Bob & Kelsey's Adoption

Friday, December 29, 2006

Day 12: Leaving China

We're checking out from the hotel in an hour, at 5:00 p.m., so this is the last blog entry from China. All of last night and all of today has been about how to get 5 suitcases of stuff into three suitcases. We're also toting a car/airplane seat and a baby backpack/carrier (which I needn't have brought, as it turns out).
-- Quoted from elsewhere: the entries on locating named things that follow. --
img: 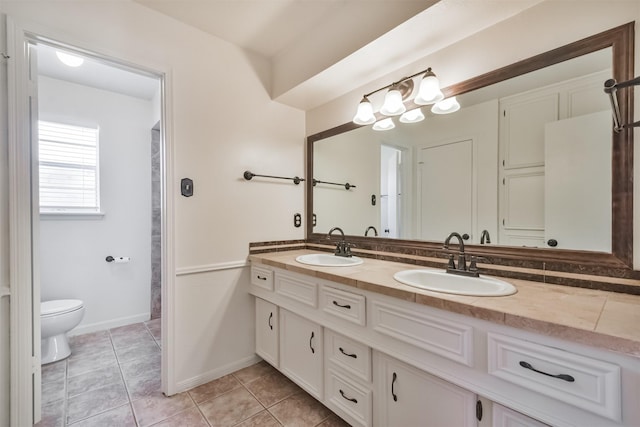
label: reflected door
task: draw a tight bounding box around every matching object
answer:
[418,139,473,241]
[380,145,402,238]
[544,111,612,253]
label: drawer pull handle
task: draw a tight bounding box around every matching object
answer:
[338,347,358,359]
[520,361,575,383]
[391,372,398,402]
[340,389,358,403]
[333,301,351,310]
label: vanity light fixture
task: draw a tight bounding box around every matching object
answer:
[431,96,460,114]
[353,67,452,130]
[413,68,444,105]
[372,117,396,130]
[353,96,376,125]
[400,108,424,123]
[380,84,407,116]
[56,50,84,67]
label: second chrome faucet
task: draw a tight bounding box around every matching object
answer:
[443,232,480,277]
[327,227,353,257]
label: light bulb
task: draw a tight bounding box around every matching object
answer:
[400,108,424,123]
[56,50,84,67]
[431,96,460,114]
[353,96,376,125]
[380,85,407,116]
[372,117,396,130]
[413,68,444,105]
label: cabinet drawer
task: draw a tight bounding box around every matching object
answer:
[326,368,372,427]
[371,301,473,366]
[251,265,273,291]
[491,403,548,427]
[488,333,621,421]
[275,272,318,308]
[320,286,366,326]
[325,329,371,382]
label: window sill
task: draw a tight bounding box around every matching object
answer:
[40,212,104,221]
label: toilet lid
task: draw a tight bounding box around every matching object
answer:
[40,299,83,316]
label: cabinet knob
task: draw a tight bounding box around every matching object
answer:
[309,331,316,353]
[391,372,398,402]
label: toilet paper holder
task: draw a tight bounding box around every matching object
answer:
[105,255,131,264]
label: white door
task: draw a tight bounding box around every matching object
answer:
[544,111,612,252]
[280,309,324,400]
[7,19,41,425]
[374,353,477,427]
[418,139,473,241]
[256,298,279,368]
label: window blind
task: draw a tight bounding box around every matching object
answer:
[38,121,100,213]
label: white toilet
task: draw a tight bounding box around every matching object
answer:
[40,299,84,365]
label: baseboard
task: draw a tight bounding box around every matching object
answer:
[68,313,151,337]
[176,354,262,393]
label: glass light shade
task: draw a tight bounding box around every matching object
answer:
[431,96,460,114]
[413,70,444,105]
[353,96,376,125]
[372,117,396,130]
[400,108,424,123]
[380,86,407,116]
[56,50,84,67]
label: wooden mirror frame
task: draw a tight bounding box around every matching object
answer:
[306,22,635,277]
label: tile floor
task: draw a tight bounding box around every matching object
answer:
[37,319,348,427]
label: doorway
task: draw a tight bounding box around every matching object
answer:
[9,31,167,425]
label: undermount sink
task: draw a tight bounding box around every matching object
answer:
[393,270,518,297]
[296,254,362,267]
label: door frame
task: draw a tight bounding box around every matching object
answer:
[6,16,177,426]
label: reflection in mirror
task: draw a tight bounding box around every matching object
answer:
[313,48,613,253]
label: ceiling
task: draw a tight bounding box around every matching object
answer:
[38,43,160,100]
[134,0,438,59]
[133,0,550,111]
[38,0,545,111]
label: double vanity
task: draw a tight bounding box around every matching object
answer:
[250,250,640,427]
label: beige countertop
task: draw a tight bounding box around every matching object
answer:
[249,250,640,357]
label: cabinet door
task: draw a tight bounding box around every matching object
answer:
[374,353,477,427]
[280,309,323,400]
[256,298,279,368]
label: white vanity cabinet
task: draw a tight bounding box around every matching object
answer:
[251,264,640,427]
[256,298,280,368]
[280,309,324,400]
[373,352,477,427]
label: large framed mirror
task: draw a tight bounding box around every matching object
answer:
[306,23,634,277]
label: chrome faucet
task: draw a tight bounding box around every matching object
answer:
[327,227,353,257]
[364,225,378,237]
[443,232,479,277]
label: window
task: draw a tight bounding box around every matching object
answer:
[38,121,100,214]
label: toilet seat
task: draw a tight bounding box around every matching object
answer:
[40,299,83,317]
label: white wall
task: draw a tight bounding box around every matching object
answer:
[0,0,304,400]
[0,12,10,426]
[38,76,154,334]
[306,0,640,269]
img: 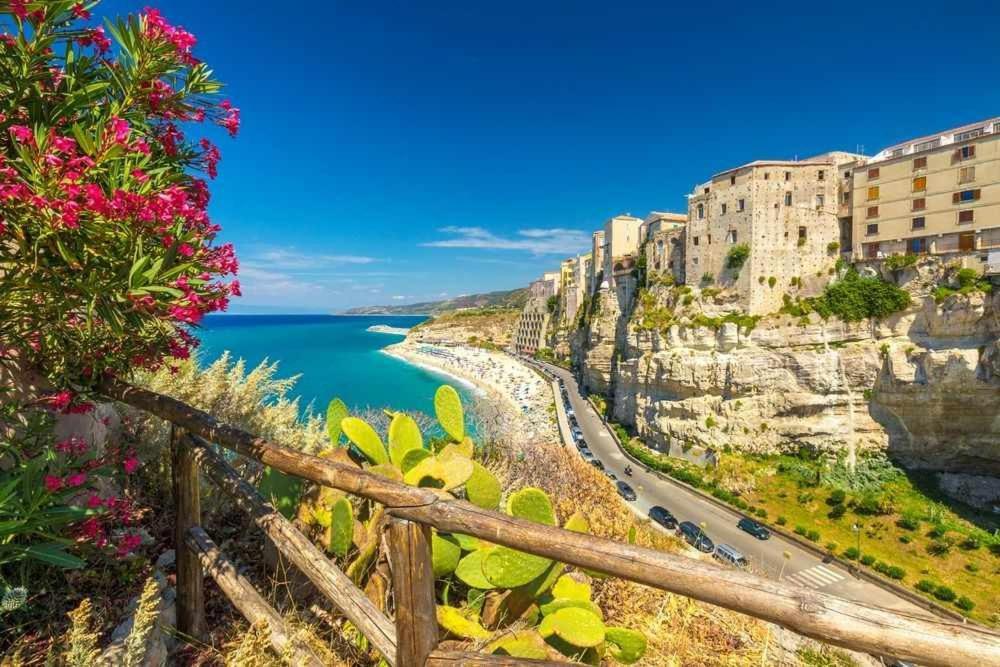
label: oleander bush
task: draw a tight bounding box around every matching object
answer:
[0,0,239,390]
Now that we are leaving, and as excited as we are to be heading home, I'm suddenly feel a weird and uneasy about the fact that we are taking Keira away from her homeland. She was born in the south of China, to a Chinese mother and a Chinese father in a Chinese city. Yet, it will be a long, long time before she understands anything about her birth country. In a way I think I'm grieving for her - the loss of a family, loss of a culture, loss of a country. I've always known I am "American by birth." Keira can't say that. In the future, even "Chinese by birth" won't seem right either. Within a year of being born she was taken away and made American. All the books I've read about adoption talk about the conflicted feelings the child will have as she grows. I haven't read anything about the uncomfortable feelings the parents may have. I don't mean feelings of regret or guilt; that's not it at all. It's something different. It has to do with making the best out of a bad situation. Keira will have a wonderful life; certainly better than she could have ever dreamed had she stayed in the orphanage and never been adopted; probably better than even if her birth mother and family had been able to keep her. But no matter how joyous the adoption story, every single one begins with a tragedy. Perhaps what I am feeling is that underlying note that will always be there, the sadness of how the story began, why she needed us to come all the way from America to get her. In some way I'm feeling the loss of family, country, culture myself; I'm feeling it for her.